A 2015 study revealed that EDS patients were less precise in estimating the precise position of their hands in relation to visible peripheral reference locations, and that this proprioception deficit was positively correlated with the severity of the patient’s hypermobility. The relationship between proprioceptive sensitivity and chronic pain in EDS patients was also explored. The study revealed that EDS patients were as accurate as controls in their ability to detect the magnitude of the pain, but consistently were unable to accurately identify the precise location of nociceptive (pain) signals.

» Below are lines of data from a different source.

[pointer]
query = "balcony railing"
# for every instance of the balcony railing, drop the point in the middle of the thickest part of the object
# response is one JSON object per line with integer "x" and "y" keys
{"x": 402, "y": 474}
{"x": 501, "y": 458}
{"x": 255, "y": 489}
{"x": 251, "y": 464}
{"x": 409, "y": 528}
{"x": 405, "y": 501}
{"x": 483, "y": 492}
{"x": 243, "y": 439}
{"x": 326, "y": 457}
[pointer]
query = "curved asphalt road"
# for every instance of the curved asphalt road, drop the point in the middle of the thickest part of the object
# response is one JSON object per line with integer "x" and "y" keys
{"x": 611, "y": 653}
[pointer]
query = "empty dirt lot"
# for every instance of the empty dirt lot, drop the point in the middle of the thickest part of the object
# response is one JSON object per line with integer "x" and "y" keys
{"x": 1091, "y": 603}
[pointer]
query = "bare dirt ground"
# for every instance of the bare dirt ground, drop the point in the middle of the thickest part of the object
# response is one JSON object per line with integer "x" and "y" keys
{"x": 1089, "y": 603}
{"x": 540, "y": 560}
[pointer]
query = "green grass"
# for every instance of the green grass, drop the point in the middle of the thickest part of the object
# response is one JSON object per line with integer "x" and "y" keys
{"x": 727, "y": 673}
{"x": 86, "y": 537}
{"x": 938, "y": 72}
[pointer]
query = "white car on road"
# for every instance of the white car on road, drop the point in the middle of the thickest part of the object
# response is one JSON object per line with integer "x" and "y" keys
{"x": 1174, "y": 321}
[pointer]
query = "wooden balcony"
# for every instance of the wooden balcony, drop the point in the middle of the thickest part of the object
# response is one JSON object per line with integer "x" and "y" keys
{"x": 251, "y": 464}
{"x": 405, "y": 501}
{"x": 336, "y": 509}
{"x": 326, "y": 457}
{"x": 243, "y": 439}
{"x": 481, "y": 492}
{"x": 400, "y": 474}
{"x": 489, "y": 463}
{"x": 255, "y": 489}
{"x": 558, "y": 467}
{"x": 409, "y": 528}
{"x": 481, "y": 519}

Pain-related communication faces many barriers in pediatric populations, specifically for children and adolescents affected by hypermobility and proprioceptive impairment. Communicating with pediatric patients in a way that is developmentally appropriate and sensitive to cognitive and physiological communication barriers can reduce the risk of distress and medical trauma. Identifying and communicating one’s internal state requires the integration of sensory information, representational thought, and language, and this complex process is unrefined during the developmental stages of childhood. Adolescents may predictably experience difficulty in identifying the location, type, and intensity of pain, and the presence of hypermobility and impaired proprioception introduces an additional barrier to pain-related communication in pediatric populations.